I am following the post in stackoverflow here on how to save a classifier. When I try doing the way mentioned in the second post. But I keep getting
ValueError: Vocabulary wasn't fitted or is empty!
My training code is as follows:
train = load_files(learning_data_train)
count_vect = CountVectorizer(tokenizer=tokenize,stop_words='english')
X_train_counts = count_vect.fit_transform(train.data)

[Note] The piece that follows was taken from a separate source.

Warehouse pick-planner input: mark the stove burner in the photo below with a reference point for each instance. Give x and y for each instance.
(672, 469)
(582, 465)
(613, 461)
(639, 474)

clf = SGDClassifier(loss='hinge', penalty='l1',alpha=1e-3, n_iter=5).fit(X_train_counts, train.target)
filename = "SGD.pk1"
joblib.dump(clf, filename)
And my testing code is as follows:
count_vect = CountVectorizer(tokenizer=tokenize,stop_words='english')
filename = "SGD.pk1"
clf = joblib.load(filename)
print clf
file= "testfolder/"
docs_new = []
for i in os.listdir(file):
docs_new.append(open(file+i,"r").read())
X_new_counts = count_vect.transform(docs_new)
predicted = clf.predict(X_new_counts)
for doc, category in zip(docs_new, predicted):
print(' => %s' % ( train.target_names[category]))
The error is thrown when executing
X_new_counts = count_vect.transform(docs_new)
is there something I am doing wrong here?